If the batch size is greater than 1, then this same calculation will automatically be carried out for each example by the matrix multiplication, and the output will have multiple rows:

\( z'W^\top = \begin{bmatrix} z'_{11} & z'_{12}\\ z'_{21} & z'_{22} \end{bmatrix} \begin{bmatrix} w_1 & w_3 & w_5\\ w_2 & w_4 & w_6\\ \end{bmatrix} \) \( = \begin{bmatrix} a'_{11} & a'_{12} & a'_{13}\\ a'_{21} & a'_{22} & a'_{23} \end{bmatrix} = \dfrac{\partial L}{\partial a} \)

Activation Function Derivative:

Now that we've covered how to compute the gradient through the linear layer, let's see how to perform backprop through the non-linear activation function. For this example we have an output from a linear layer with a batch size of two called \(z\), and we put that through a ReLU activation and get \(a\):

\( z = \begin{bmatrix} z_{11} & z_{12} \\ z_{21} & z_{22} \end{bmatrix} \)
\( a = \begin{bmatrix} a_{11} & a_{12} \\ a_{21} & a_{22} \end{bmatrix} = ReLU(z)\)

Let's assume we already have \(\dfrac{\partial L}{\partial a}\):

\[\dfrac{\partial L}{\partial a} = \begin{bmatrix} a'_{11} & a'_{12} \\ a'_{21} & a'_{22} \end{bmatrix} \]

What is \(\dfrac{\partial L}{\partial z}\)? Since \(a\) and \(z\) are both matrices, \(\dfrac{\partial a}{\partial z}\) will be a 4d tensor. So as we've done before, let's just take derivative of a single element of \(a\) with respect to \(z\) to find the pattern:

\( \dfrac{\partial a_{11}}{\partial z} = \begin{bmatrix} ReLU\_d(z_{11}) & 0 \\ 0 & 0 \end{bmatrix} \)
\( \dfrac{\partial a_{12}}{\partial z} = \begin{bmatrix} 0 & ReLU\_d(z_{12})\\ 0 & 0 \end{bmatrix} \)
\( \dfrac{\partial a_{21}}{\partial z} = \begin{bmatrix} 0 & 0 \\ ReLU\_d(z_{21}) & 0 \end{bmatrix} \)
\( \dfrac{\partial a_{22}}{\partial z} = \begin{bmatrix} 0 & 0\\ 0 & ReLU\_d(z_{22}) \end{bmatrix} \)

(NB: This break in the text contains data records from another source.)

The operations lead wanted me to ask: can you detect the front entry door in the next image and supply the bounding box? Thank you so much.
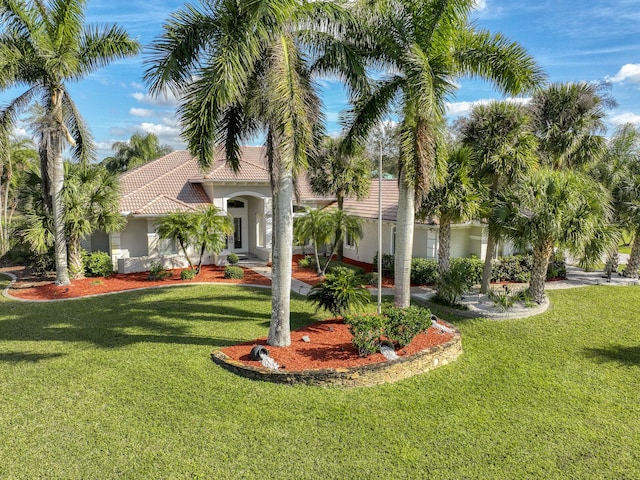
[233,217,242,249]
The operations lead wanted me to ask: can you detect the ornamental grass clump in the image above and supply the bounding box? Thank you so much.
[307,268,370,317]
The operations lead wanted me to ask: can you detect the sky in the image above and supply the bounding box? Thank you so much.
[2,0,640,160]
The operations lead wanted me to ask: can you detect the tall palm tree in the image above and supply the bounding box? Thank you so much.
[307,136,370,261]
[102,132,173,173]
[144,0,365,346]
[418,145,481,276]
[529,82,612,171]
[193,206,234,273]
[345,0,544,307]
[461,100,538,293]
[494,168,613,303]
[0,0,140,285]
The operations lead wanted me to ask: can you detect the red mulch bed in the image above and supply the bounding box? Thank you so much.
[220,318,453,371]
[7,265,271,301]
[4,254,393,301]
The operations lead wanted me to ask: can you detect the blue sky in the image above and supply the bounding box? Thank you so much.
[2,0,640,160]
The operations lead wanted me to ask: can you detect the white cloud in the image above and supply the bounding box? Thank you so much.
[611,113,640,127]
[606,64,640,84]
[136,121,185,149]
[446,97,531,117]
[129,108,155,117]
[474,0,487,11]
[131,90,180,107]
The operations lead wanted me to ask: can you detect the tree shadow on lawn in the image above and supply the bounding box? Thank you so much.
[0,286,318,349]
[0,352,66,363]
[583,345,640,366]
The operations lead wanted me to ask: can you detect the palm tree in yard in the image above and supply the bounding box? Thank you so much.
[529,82,612,171]
[593,124,640,277]
[494,168,613,304]
[18,162,125,279]
[418,145,481,277]
[193,206,234,274]
[307,136,370,261]
[102,132,173,173]
[461,100,538,293]
[294,207,332,275]
[345,0,544,307]
[144,0,366,346]
[156,212,197,272]
[0,0,140,285]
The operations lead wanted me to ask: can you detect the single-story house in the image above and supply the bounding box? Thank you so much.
[83,148,509,273]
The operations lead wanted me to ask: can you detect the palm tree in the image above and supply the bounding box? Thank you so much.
[345,0,544,307]
[529,82,612,171]
[0,134,37,255]
[0,0,140,285]
[144,0,365,346]
[494,168,613,303]
[307,136,371,261]
[102,132,173,173]
[293,207,333,275]
[18,162,125,278]
[63,163,126,278]
[595,124,640,277]
[156,212,197,271]
[460,100,538,293]
[319,209,363,276]
[418,145,481,276]
[193,206,234,273]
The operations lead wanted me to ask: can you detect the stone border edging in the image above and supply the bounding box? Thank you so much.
[211,320,462,388]
[1,272,18,300]
[430,296,550,320]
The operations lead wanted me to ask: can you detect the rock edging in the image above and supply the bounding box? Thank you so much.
[211,320,462,388]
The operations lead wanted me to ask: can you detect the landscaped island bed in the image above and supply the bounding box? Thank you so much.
[213,318,460,387]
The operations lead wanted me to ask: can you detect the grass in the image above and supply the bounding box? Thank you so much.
[1,275,640,478]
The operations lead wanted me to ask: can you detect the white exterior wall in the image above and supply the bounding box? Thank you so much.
[343,219,395,264]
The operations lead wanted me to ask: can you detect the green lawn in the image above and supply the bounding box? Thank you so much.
[1,275,640,479]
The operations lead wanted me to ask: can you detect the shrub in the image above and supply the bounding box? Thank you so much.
[435,261,474,306]
[83,251,113,278]
[227,253,239,265]
[383,305,431,347]
[362,271,378,286]
[546,255,566,280]
[180,268,196,280]
[307,268,370,317]
[410,258,438,285]
[491,255,531,283]
[297,255,314,268]
[372,252,394,277]
[224,265,244,279]
[450,256,483,286]
[487,285,518,312]
[344,313,387,357]
[148,262,171,280]
[28,249,56,276]
[326,261,364,276]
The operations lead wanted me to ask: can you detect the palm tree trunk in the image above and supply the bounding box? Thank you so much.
[268,166,293,347]
[437,217,451,276]
[336,195,344,262]
[624,226,640,278]
[68,237,84,279]
[530,239,553,304]
[480,230,496,294]
[394,171,414,308]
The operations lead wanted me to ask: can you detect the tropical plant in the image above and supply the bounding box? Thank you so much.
[494,168,613,303]
[18,163,125,279]
[307,267,370,318]
[193,206,234,273]
[320,209,363,276]
[596,124,640,278]
[418,145,481,277]
[529,82,612,171]
[102,132,173,173]
[0,134,37,255]
[155,212,197,271]
[293,207,332,274]
[144,0,366,346]
[345,0,544,307]
[181,268,196,280]
[461,100,538,293]
[308,136,371,261]
[0,0,140,285]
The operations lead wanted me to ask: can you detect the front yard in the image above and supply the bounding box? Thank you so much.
[0,275,639,478]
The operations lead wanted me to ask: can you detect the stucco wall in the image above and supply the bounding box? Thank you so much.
[120,219,149,258]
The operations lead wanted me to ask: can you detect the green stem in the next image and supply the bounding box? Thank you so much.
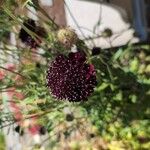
[3,6,48,44]
[31,1,59,30]
[0,66,27,79]
[99,55,114,81]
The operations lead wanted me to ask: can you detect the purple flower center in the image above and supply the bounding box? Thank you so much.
[46,52,97,102]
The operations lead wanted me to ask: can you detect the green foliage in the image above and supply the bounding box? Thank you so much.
[0,133,6,150]
[0,2,150,149]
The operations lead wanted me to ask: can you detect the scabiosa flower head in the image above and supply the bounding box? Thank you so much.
[46,52,97,102]
[19,19,46,48]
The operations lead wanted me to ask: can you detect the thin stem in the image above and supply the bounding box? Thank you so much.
[84,34,103,41]
[30,2,59,30]
[63,0,94,47]
[0,109,53,129]
[98,55,114,81]
[3,6,46,44]
[1,42,46,57]
[0,66,27,79]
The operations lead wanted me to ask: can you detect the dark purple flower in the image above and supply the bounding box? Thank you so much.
[92,47,101,56]
[39,126,47,135]
[19,19,46,48]
[46,52,97,102]
[14,125,24,136]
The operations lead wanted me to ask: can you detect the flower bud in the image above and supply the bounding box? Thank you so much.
[102,28,113,38]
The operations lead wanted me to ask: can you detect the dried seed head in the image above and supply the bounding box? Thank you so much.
[57,27,78,48]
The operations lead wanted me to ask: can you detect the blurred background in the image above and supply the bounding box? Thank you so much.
[37,0,150,47]
[0,0,150,150]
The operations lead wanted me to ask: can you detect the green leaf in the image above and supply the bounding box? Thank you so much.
[130,57,139,73]
[97,82,109,91]
[112,48,123,61]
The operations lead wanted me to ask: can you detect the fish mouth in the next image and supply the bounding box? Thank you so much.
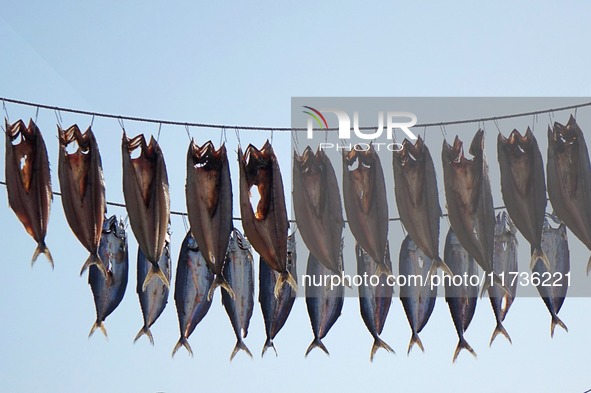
[122,132,161,206]
[499,128,534,155]
[189,140,225,170]
[59,125,93,154]
[550,116,579,148]
[443,130,484,165]
[294,146,326,175]
[122,133,160,160]
[395,136,425,166]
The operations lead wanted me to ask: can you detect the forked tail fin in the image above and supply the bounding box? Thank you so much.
[489,322,512,347]
[133,326,154,345]
[261,337,277,357]
[531,247,551,271]
[453,337,477,363]
[88,320,108,340]
[305,337,329,357]
[550,314,568,338]
[230,338,253,361]
[142,264,170,292]
[274,271,297,299]
[208,275,235,301]
[370,337,394,361]
[172,336,193,358]
[32,242,54,269]
[80,253,107,277]
[407,332,425,355]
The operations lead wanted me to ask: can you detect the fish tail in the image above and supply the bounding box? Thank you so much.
[479,278,491,299]
[274,271,298,298]
[489,322,512,347]
[80,253,107,277]
[530,247,551,271]
[550,314,568,338]
[208,275,235,301]
[370,337,394,361]
[133,326,154,345]
[261,338,277,357]
[88,320,108,340]
[142,264,170,292]
[305,338,330,357]
[587,254,591,276]
[375,263,393,279]
[407,332,425,355]
[230,338,253,361]
[171,337,193,358]
[453,337,477,363]
[429,257,453,278]
[31,242,54,269]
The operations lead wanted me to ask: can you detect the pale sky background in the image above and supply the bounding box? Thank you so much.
[1,2,591,393]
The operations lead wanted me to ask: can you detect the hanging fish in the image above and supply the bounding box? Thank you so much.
[58,124,107,277]
[239,141,296,297]
[122,132,170,290]
[357,242,394,361]
[442,131,498,291]
[532,217,569,337]
[488,212,518,346]
[293,146,344,273]
[4,119,53,267]
[547,116,591,274]
[259,233,297,356]
[221,229,254,360]
[88,215,128,339]
[172,231,214,357]
[498,128,550,270]
[342,144,390,274]
[186,140,234,299]
[305,251,344,357]
[393,137,452,277]
[399,234,437,354]
[444,227,479,363]
[134,237,171,345]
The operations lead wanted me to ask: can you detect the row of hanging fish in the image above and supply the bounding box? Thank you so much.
[3,115,585,361]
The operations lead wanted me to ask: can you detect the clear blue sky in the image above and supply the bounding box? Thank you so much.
[1,2,590,392]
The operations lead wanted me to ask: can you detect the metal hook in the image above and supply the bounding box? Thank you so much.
[35,106,40,124]
[185,125,191,141]
[157,122,162,142]
[117,117,125,132]
[54,109,63,128]
[90,114,95,128]
[2,99,9,122]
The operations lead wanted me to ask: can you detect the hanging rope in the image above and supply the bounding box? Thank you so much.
[1,96,590,131]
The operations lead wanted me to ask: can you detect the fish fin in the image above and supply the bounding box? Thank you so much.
[80,254,107,277]
[489,322,512,347]
[142,265,170,292]
[370,337,394,361]
[479,279,490,298]
[587,254,591,276]
[171,337,193,358]
[133,326,154,345]
[230,339,253,361]
[261,338,277,357]
[305,338,330,357]
[429,258,453,278]
[208,275,235,301]
[88,320,108,340]
[530,247,551,271]
[482,273,511,298]
[274,271,298,298]
[31,243,54,269]
[550,315,568,338]
[453,337,477,363]
[407,332,425,355]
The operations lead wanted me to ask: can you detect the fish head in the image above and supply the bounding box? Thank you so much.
[6,119,44,193]
[343,145,377,214]
[241,141,275,220]
[122,133,161,206]
[495,211,517,236]
[294,146,328,216]
[188,140,225,214]
[59,124,94,198]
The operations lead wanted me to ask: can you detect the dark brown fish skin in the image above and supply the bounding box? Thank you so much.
[238,140,296,296]
[58,124,107,277]
[488,212,518,346]
[393,137,451,277]
[293,146,344,273]
[5,119,53,267]
[442,131,495,281]
[547,115,591,274]
[186,140,234,299]
[122,132,170,290]
[444,227,479,363]
[532,217,569,337]
[498,128,549,270]
[342,144,389,273]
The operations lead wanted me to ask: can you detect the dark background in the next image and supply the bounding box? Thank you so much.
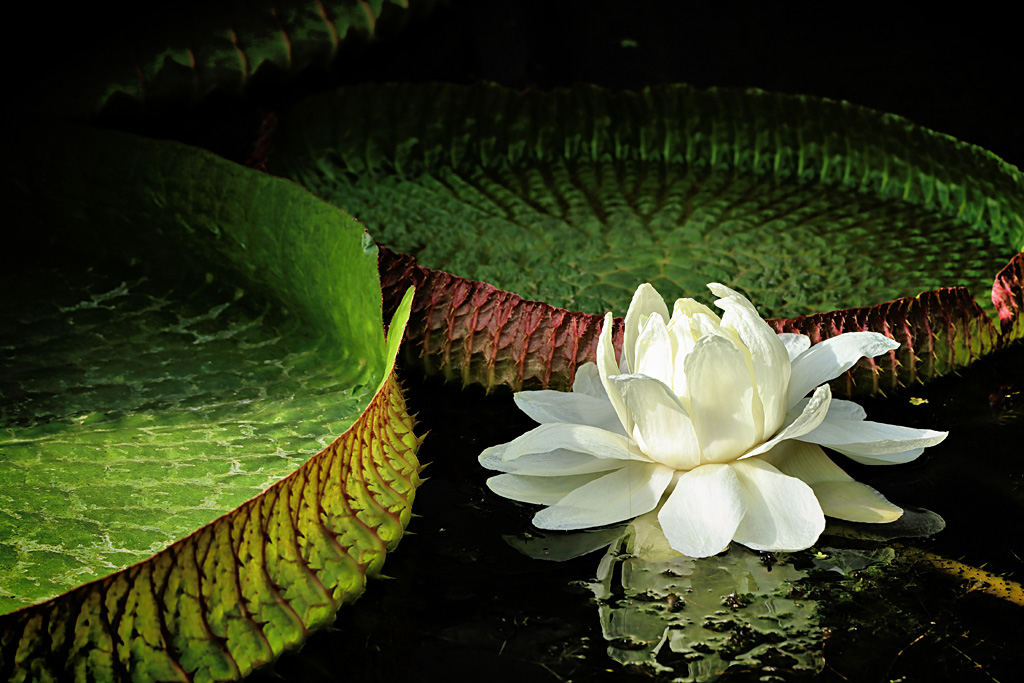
[8,1,1022,169]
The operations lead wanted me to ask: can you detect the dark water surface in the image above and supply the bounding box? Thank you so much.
[253,343,1024,683]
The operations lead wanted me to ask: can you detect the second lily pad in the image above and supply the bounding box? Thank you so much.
[270,82,1022,319]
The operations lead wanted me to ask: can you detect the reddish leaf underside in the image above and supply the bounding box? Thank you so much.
[381,247,1022,397]
[993,252,1024,343]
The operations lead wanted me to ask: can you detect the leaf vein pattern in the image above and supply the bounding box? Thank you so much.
[1,375,422,681]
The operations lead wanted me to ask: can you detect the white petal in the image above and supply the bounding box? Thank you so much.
[671,298,720,327]
[480,448,626,476]
[667,331,695,402]
[787,332,900,408]
[833,446,925,466]
[760,439,850,481]
[684,310,724,339]
[826,398,868,421]
[760,440,902,522]
[609,374,703,470]
[623,284,670,372]
[486,472,609,505]
[658,464,746,558]
[709,282,790,438]
[597,312,633,434]
[812,481,903,523]
[489,422,649,464]
[572,362,607,399]
[786,396,867,423]
[533,461,674,530]
[731,459,826,552]
[684,335,758,463]
[800,418,947,458]
[742,384,832,459]
[514,390,626,435]
[777,333,811,362]
[634,313,675,388]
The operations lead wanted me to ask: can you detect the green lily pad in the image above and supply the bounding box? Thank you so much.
[271,82,1022,318]
[0,264,373,615]
[268,82,1023,393]
[0,127,421,681]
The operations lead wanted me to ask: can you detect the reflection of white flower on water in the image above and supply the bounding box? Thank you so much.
[480,283,948,558]
[588,512,824,681]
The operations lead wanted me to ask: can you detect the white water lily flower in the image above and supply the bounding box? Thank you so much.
[480,283,948,558]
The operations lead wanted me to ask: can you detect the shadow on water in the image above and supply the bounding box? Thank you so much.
[253,341,1024,683]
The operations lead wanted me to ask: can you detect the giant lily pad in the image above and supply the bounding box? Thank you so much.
[0,127,420,681]
[269,82,1024,394]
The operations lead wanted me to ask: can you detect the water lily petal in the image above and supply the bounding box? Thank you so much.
[598,312,633,434]
[692,312,728,344]
[672,298,721,327]
[812,481,903,522]
[514,390,626,435]
[480,448,626,476]
[760,440,902,522]
[787,332,899,408]
[832,446,925,466]
[666,301,711,401]
[634,312,675,388]
[609,373,703,470]
[742,384,832,459]
[572,362,607,399]
[487,422,649,464]
[787,396,867,423]
[623,283,670,372]
[826,398,868,421]
[777,333,811,361]
[731,459,826,551]
[658,464,746,558]
[800,418,947,458]
[685,335,758,463]
[709,282,790,438]
[486,472,609,505]
[533,461,675,530]
[760,439,849,480]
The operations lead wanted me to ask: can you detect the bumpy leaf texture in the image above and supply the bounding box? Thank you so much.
[0,264,379,614]
[39,0,415,118]
[267,82,1023,394]
[0,374,419,683]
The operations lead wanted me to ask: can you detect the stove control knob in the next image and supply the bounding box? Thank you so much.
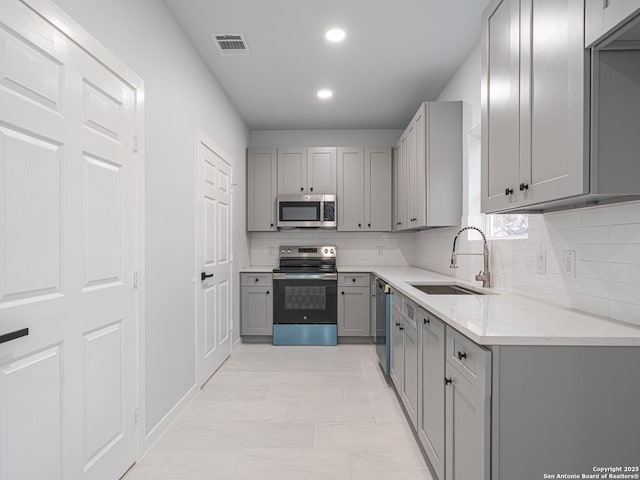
[330,249,335,254]
[324,248,328,254]
[281,249,285,253]
[287,248,291,253]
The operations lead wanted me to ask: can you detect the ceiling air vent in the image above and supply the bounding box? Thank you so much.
[213,34,250,56]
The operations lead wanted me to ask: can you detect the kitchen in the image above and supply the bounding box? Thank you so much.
[1,0,640,479]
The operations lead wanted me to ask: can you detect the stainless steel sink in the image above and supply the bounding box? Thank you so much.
[410,284,485,295]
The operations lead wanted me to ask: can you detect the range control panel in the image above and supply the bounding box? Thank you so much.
[279,246,337,258]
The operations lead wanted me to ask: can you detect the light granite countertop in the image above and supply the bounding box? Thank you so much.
[240,265,640,346]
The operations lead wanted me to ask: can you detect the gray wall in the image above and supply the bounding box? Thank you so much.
[52,0,250,443]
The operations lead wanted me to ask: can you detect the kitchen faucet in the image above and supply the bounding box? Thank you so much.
[450,226,491,288]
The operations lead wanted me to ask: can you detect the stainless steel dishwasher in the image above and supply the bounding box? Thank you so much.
[375,278,391,375]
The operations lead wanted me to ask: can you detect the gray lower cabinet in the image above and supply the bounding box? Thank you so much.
[241,285,273,336]
[445,361,491,480]
[338,286,370,336]
[418,310,446,480]
[390,298,404,392]
[401,313,418,429]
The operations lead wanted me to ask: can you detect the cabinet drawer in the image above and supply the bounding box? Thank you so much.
[446,327,491,395]
[339,273,369,286]
[241,273,273,287]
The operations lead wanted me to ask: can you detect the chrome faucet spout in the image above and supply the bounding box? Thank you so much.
[450,226,491,288]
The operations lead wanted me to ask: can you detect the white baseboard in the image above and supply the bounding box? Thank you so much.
[139,382,198,458]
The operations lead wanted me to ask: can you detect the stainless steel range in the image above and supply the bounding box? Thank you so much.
[272,245,338,346]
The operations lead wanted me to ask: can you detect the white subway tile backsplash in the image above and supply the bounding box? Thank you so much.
[609,224,640,244]
[412,201,640,327]
[581,201,640,226]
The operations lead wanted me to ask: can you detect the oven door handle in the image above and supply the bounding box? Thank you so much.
[273,273,337,281]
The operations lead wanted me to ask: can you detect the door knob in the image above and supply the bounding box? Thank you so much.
[300,187,304,192]
[201,272,214,281]
[310,187,314,192]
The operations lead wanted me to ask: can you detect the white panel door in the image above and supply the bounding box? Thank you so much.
[196,137,232,386]
[0,1,140,480]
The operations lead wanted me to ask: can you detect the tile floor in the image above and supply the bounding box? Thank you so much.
[124,343,433,480]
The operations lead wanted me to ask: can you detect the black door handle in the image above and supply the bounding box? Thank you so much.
[300,187,304,192]
[310,187,314,192]
[399,326,404,331]
[423,318,430,325]
[266,291,270,295]
[368,223,371,228]
[505,187,514,196]
[457,351,467,361]
[341,291,345,295]
[445,377,452,385]
[0,328,29,345]
[201,272,214,281]
[519,183,529,191]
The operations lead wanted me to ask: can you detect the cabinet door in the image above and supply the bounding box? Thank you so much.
[307,147,337,194]
[247,148,277,231]
[398,132,409,229]
[393,144,402,230]
[338,286,370,336]
[445,363,490,480]
[406,119,418,226]
[412,104,427,228]
[337,147,365,231]
[401,320,419,429]
[419,313,446,480]
[241,287,273,336]
[586,0,640,46]
[518,0,588,207]
[365,147,392,231]
[277,148,307,194]
[481,0,521,213]
[390,305,404,392]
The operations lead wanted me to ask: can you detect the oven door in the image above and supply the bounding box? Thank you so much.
[273,273,337,324]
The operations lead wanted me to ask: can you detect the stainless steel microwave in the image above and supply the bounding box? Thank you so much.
[277,194,336,229]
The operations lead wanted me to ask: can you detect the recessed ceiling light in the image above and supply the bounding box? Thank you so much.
[325,28,346,43]
[317,89,333,100]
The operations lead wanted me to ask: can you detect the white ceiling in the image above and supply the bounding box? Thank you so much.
[163,0,490,130]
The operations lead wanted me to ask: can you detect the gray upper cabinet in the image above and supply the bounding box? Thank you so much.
[481,0,521,213]
[482,0,640,213]
[365,148,392,231]
[337,147,365,231]
[278,148,307,194]
[338,285,370,336]
[586,0,640,46]
[418,310,446,480]
[307,147,337,194]
[395,102,462,230]
[277,147,336,195]
[337,147,392,232]
[393,134,408,231]
[247,148,277,231]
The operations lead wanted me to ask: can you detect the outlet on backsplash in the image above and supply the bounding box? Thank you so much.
[562,250,576,277]
[377,246,384,256]
[536,250,547,275]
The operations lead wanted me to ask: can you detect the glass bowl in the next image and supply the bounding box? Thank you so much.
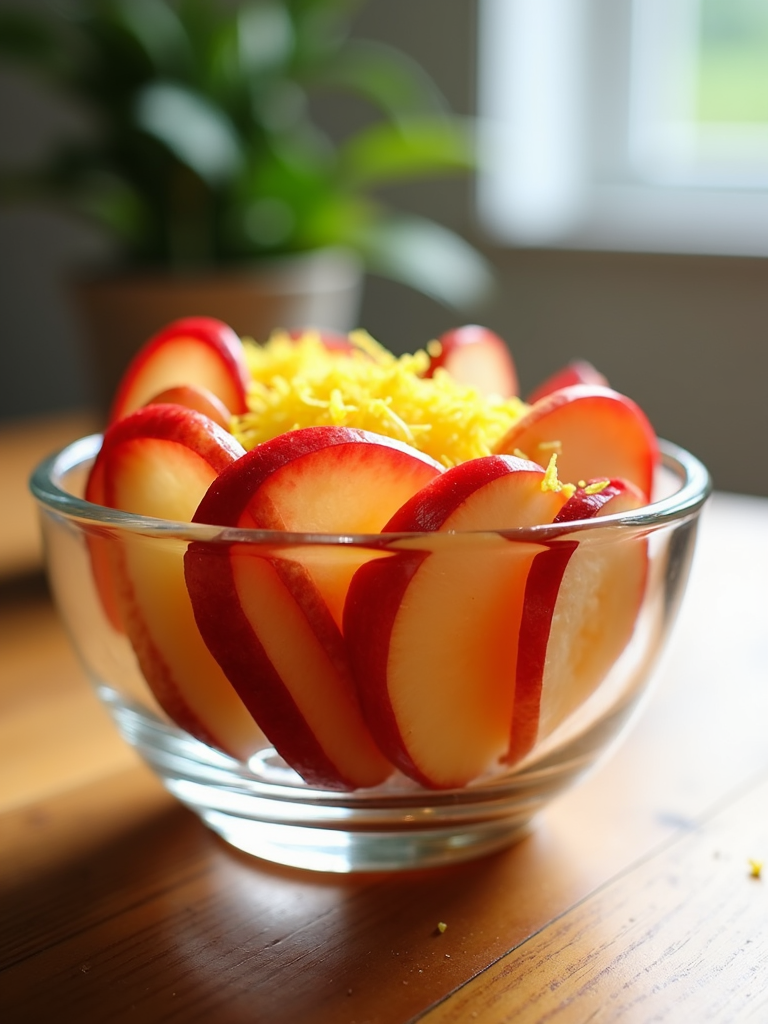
[30,436,710,873]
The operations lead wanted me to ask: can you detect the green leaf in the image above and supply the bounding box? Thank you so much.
[134,81,244,185]
[357,215,495,310]
[339,117,476,189]
[291,191,376,251]
[0,0,490,306]
[319,38,449,119]
[288,0,360,68]
[108,0,195,77]
[237,1,294,76]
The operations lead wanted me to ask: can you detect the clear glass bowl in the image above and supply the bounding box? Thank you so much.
[30,435,710,873]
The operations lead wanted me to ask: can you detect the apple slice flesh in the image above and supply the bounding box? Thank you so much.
[508,478,649,764]
[343,456,568,789]
[494,384,659,500]
[186,426,444,790]
[197,425,445,628]
[426,325,519,398]
[145,384,232,430]
[526,359,608,405]
[91,404,264,761]
[108,316,250,424]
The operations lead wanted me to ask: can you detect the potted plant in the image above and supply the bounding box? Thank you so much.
[0,0,491,404]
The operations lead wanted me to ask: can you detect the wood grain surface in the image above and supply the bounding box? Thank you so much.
[1,416,766,1024]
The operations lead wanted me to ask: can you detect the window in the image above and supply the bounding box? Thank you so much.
[477,0,768,254]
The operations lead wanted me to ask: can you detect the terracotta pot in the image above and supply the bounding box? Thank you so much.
[73,248,363,413]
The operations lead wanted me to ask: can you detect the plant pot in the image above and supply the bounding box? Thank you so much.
[73,248,364,414]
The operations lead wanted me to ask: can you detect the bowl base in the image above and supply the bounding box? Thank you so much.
[97,684,638,873]
[195,802,532,873]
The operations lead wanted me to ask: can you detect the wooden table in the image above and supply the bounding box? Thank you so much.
[1,417,767,1023]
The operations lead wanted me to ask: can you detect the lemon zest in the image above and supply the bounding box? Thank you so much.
[536,439,562,454]
[541,454,576,500]
[233,330,528,466]
[584,479,611,495]
[541,454,560,492]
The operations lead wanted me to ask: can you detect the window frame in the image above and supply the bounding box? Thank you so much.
[476,0,768,256]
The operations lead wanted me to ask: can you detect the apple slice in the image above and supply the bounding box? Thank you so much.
[185,426,444,790]
[494,384,659,500]
[343,455,569,790]
[425,325,519,398]
[90,404,265,761]
[526,359,608,405]
[193,425,445,628]
[145,384,232,430]
[108,316,251,424]
[507,477,649,764]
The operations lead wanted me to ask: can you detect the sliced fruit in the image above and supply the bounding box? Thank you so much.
[108,316,250,424]
[197,425,445,628]
[526,359,609,405]
[425,325,519,398]
[508,477,648,764]
[185,426,444,790]
[343,455,569,790]
[494,384,659,500]
[145,384,232,430]
[90,403,264,761]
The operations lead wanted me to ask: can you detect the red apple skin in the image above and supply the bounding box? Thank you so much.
[193,425,444,628]
[185,544,378,790]
[343,455,568,789]
[494,384,659,501]
[89,404,265,761]
[186,426,443,790]
[86,404,240,631]
[526,360,608,405]
[425,325,519,398]
[108,316,250,424]
[145,384,232,430]
[96,404,244,512]
[196,426,442,532]
[507,477,649,764]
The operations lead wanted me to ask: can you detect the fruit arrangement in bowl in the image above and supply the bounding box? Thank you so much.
[30,317,711,872]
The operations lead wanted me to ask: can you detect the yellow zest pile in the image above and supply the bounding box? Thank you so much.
[232,329,529,468]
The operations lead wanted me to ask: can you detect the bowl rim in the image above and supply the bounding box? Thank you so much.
[30,433,712,547]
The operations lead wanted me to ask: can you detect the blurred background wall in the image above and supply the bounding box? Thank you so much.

Where \(ReLU\_d\) is the ReLU derivative: 1 if \(z>0\), \(0\) otherwise. Thus

\( \dfrac{\partial L}{\partial z} = \dfrac{\partial L}{\partial a_{11}}\dfrac{\partial a_{11}}{\partial z} + \dfrac{\partial L}{\partial a_{12}}\dfrac{\partial a_{12}}{\partial z} \) \( + \dfrac{\partial L}{\partial a_{21}}\dfrac{\partial a_{21}}{\partial z} + \dfrac{\partial L}{\partial a_{22}}\dfrac{\partial a_{22}}{\partial z} \)

\[ = \begin{bmatrix} a'_{11}*ReLU\_d(z_{11}) & a'_{12}*ReLU\_d(z_{12}) \\ a'_{21}*ReLU\_d(z_{21}) & a'_{22}*ReLU\_d(z_{22}) \end{bmatrix} \] \[ = a' \circ ReLU\_d(z) \] Where \(\circ\) is element-wise multiplication!